The impact on the U.S. should be relatively small. Total U.S. agriculture exports were about $144.4 billion in calendar year 2013—of which $1.2 billion, or only 0.8 percent of total U.S. agricultural exports, went to Russia.
Some sanctioned countries could feel an impact due to Russia’s actions. In 2013, the EU’s agricultural exports to Russia amounted to about 10 percent of its total agricultural exports.
Russia is also engaging other countries that are not on the sanctioned list to provide more imports. However, Russia was importing agriculture products from the sanctioned countries because people wanted them more than they wanted goods produced in Russia and elsewhere, for reasons ranging from lower prices to better quality.

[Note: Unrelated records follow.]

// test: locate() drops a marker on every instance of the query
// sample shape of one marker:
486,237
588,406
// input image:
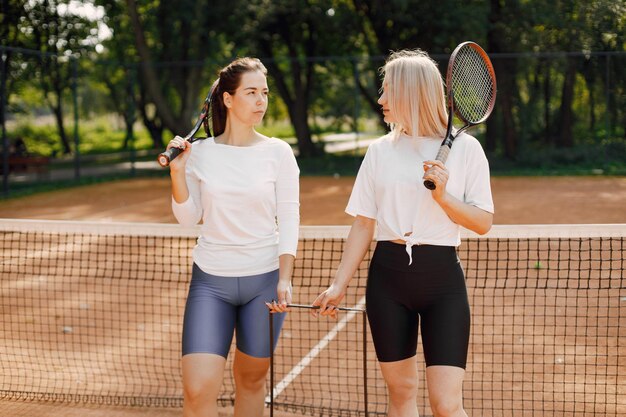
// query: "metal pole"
608,97
366,400
271,363
5,139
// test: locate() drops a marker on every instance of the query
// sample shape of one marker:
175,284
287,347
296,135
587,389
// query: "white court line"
304,362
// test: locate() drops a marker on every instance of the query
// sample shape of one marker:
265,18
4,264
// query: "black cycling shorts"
432,289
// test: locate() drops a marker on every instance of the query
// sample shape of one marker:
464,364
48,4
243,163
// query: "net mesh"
91,314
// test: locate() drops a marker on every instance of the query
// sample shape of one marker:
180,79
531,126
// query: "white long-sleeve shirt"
389,188
248,200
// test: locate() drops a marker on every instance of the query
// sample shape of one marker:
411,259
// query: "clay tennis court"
518,201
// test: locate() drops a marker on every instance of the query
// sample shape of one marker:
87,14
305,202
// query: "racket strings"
473,86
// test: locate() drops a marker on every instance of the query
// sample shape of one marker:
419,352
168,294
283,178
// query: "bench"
26,163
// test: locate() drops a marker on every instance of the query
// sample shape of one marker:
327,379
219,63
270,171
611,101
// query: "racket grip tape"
443,153
166,157
442,156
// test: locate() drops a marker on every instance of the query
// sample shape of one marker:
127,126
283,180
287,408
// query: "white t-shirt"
389,188
248,200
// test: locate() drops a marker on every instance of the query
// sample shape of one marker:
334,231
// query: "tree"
61,37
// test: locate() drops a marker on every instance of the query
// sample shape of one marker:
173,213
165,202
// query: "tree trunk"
297,101
565,138
58,116
149,76
505,69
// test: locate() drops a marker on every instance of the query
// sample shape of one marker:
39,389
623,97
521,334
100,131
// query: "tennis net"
92,312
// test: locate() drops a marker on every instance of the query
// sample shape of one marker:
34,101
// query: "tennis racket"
166,157
471,85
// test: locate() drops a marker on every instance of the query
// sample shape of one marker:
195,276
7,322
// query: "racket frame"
446,144
166,157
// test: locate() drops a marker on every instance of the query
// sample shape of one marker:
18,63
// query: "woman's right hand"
181,160
328,301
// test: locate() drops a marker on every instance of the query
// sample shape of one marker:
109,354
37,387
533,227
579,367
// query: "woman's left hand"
437,172
283,290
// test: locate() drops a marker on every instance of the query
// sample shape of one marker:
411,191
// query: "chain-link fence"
70,119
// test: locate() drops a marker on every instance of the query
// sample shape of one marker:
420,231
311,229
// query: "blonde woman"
415,277
244,187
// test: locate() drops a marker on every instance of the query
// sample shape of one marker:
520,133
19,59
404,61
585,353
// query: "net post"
269,312
365,363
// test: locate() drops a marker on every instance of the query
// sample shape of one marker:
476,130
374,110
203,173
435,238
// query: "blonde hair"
415,94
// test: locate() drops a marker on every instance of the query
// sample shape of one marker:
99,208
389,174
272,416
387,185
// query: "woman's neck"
238,136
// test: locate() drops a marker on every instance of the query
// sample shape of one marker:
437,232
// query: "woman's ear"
228,99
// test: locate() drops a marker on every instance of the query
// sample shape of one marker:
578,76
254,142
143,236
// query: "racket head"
204,119
471,83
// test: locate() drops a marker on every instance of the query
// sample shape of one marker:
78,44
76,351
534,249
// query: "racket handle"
442,156
166,157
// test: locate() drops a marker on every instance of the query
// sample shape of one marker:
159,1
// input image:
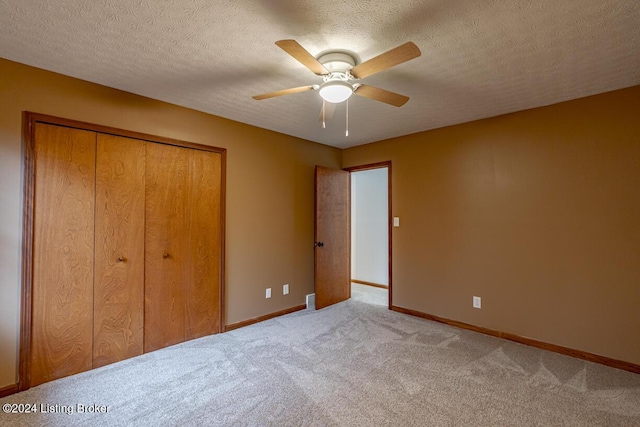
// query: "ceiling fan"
339,69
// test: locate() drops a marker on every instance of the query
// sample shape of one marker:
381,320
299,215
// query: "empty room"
188,193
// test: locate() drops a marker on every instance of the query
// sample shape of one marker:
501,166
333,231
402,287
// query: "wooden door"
63,247
167,202
119,256
204,245
183,245
332,236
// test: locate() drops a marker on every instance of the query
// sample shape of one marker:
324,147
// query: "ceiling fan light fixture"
336,91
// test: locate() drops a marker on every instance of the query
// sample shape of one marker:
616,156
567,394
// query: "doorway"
371,232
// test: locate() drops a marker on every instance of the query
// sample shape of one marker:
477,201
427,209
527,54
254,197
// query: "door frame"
380,165
29,120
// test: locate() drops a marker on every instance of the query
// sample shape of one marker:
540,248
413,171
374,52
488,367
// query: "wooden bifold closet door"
181,298
127,248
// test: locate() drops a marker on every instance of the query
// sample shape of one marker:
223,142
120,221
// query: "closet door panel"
202,287
119,258
63,245
167,174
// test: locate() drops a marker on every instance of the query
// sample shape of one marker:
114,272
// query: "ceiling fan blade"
390,58
283,92
329,109
382,95
294,49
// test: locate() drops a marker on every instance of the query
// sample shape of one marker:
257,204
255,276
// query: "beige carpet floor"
353,364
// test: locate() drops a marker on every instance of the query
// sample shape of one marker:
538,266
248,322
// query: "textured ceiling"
479,58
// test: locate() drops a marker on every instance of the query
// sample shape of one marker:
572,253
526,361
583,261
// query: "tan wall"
269,190
537,212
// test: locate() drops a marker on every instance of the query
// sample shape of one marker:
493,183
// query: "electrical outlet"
477,302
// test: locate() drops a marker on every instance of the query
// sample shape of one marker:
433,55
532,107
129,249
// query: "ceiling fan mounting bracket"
337,62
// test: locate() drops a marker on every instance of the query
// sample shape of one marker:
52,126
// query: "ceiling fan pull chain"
347,131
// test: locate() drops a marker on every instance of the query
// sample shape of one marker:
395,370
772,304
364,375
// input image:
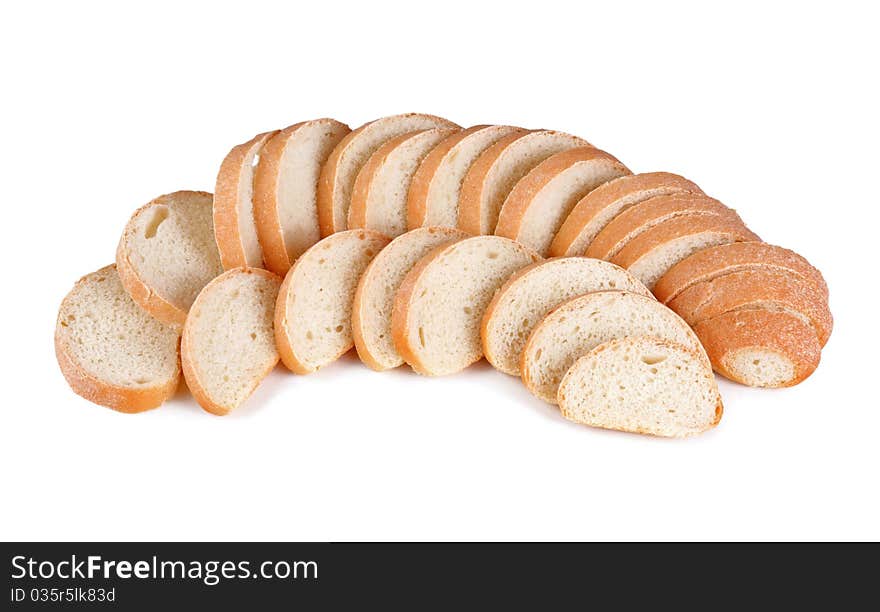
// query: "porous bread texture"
349,156
527,296
378,200
583,323
286,189
167,253
601,205
234,226
437,311
641,385
313,313
539,203
495,172
433,195
228,343
110,350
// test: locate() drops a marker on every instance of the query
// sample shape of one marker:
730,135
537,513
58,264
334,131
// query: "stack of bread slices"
422,243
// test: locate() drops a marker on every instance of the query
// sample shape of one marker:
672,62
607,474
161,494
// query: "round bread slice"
374,298
234,227
760,348
643,216
313,313
435,323
641,385
167,253
110,351
228,344
709,264
539,203
534,291
495,172
286,189
436,186
653,252
601,205
378,199
583,323
345,162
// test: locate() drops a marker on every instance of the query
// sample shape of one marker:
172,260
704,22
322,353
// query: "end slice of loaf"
641,385
527,296
600,206
539,203
374,298
110,351
167,253
313,313
436,318
286,189
228,342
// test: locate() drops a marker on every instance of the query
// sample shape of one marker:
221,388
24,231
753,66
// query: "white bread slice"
527,296
436,186
374,298
313,313
228,344
378,199
345,162
641,385
435,323
112,352
286,189
234,227
583,323
167,253
601,205
542,199
495,172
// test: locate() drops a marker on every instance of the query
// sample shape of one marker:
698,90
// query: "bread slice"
600,206
435,322
495,172
228,344
313,313
653,252
110,351
345,162
286,189
378,199
760,348
641,385
709,264
436,186
534,291
374,298
167,253
583,323
538,204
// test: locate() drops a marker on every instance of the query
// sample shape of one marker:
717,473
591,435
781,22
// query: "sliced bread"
313,313
167,253
378,199
110,350
435,323
338,175
228,343
528,295
583,323
601,205
374,298
286,189
641,385
539,203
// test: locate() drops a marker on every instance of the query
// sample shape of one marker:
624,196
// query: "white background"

It’s unclear whether products from non-sanctioned countries and Russia’s own domestic producers can meet demand. Based on an Associated Press analysis, the sanctioned countries provided Russia with 55 percent of its agriculture imports. If demand can be met, it will almost certainly come at a steep price for Russia’s consumers. Restricting the food supply will drive up food prices, limit choices, reduce quality, and possibly even create food shortages.
According to an RT article, Russian Prime Minister Dmitry Medvedev “believes the year-long embargo Russia is imposing will boost domestic agriculture. He acknowledged that Russian farmers would have to come a long way, but said it was a unique opportunity to develop facilities to substitute for imports.” The article quotes other officials explaining how these bans are a unique opportunity for Russian domestic production.
Imports from the sanctioned countries didn’t prevent domestic producers from trying to compete. If the bans do create some unique opportunity for domestic producers, it’s because products that people in Russia didn’t want before are now desired because they have no other choice.
A possible solution for those affected by these bans is provided by Russia’s recent accession to the World Trade Organization, through which the EU is considering a challenge to Russia’s actions. If Russia’s bans remain in effect, the Russian people will pay the greatest price.